AF: And don’t you think the blues has something of a sense of humor? It’s very, very dry, but it’s there.

SW: Yes, it does. The trick, for someone like me who has a master’s degree in classical voice, is how to do the blues and have it ring authentic, because it comes from people who lived hard lives and had little education. So the trick is to do it in a way that makes it of-a-piece with tradition. I think as Americans’ lives get easier, the blues becomes harder and harder to access; harder and harder to represent; harder and harder to sing from your heart; harder and harder to sing in a believable way.

AF: Yeah, even the poorest people in American today have televisions and air conditioners…

SW: We are one of the richest nations in the history of the world.

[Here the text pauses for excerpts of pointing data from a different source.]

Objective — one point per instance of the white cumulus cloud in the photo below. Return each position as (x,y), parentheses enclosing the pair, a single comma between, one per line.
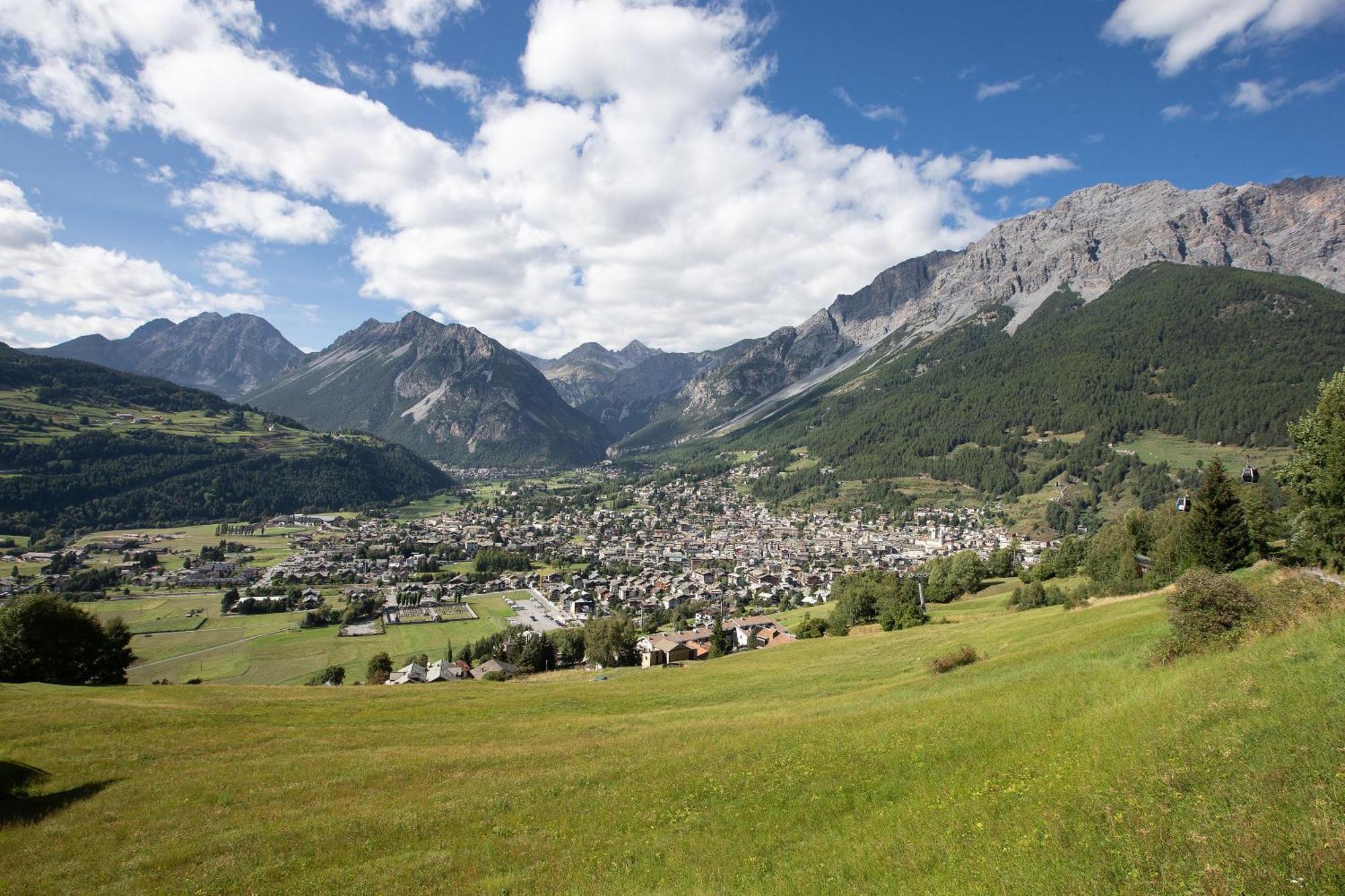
(989,171)
(634,185)
(416,18)
(231,208)
(1190,29)
(436,77)
(83,288)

Did the Romans sing the blues? What would that have sounded like? Did the Greeks sing the blues? What would that have sounded like?

AF: There’s an idea for a song right there…

SW: [Laughs] That’s actually pretty good! I like that. We’re at the height of the empire, if this is an American empire. What is this ennui that people are feeling? What is this discontent made of? I think the blues might work. The blues might be there for us. We might find some comfort in the blues.

AF: I do think people have a sense – even if they don’t say it – that America is at its peak. We don’t have any more frontiers to expand into, and we’re starting to see the rise of powers that we used to consider laughable as players on the world scene. Where does America go twenty years from now, fifty years from now?

SW: I think we should go ahead and build the kind of society we’re capable of, which is to make life wonderful for all of our citizens. We can afford to do it. It’s a question of will, and a sense of fairness, a sense of justice. It’s interesting to me that there is a rise on the Left of religious iconography and terminology in the presidential race. To hear Hillary Clinton speak about her faith; to hear Barack Obama speak of faith; and John Edwards. The Left got religion and the Right’s losing theirs. It’s a fascinating time. I think that political shift may correspond to this desire in many of us to make American become more of the country that it ought to be for all its citizens. And maybe in this way The Gospel Truth is more timely than I’d ever foreseen.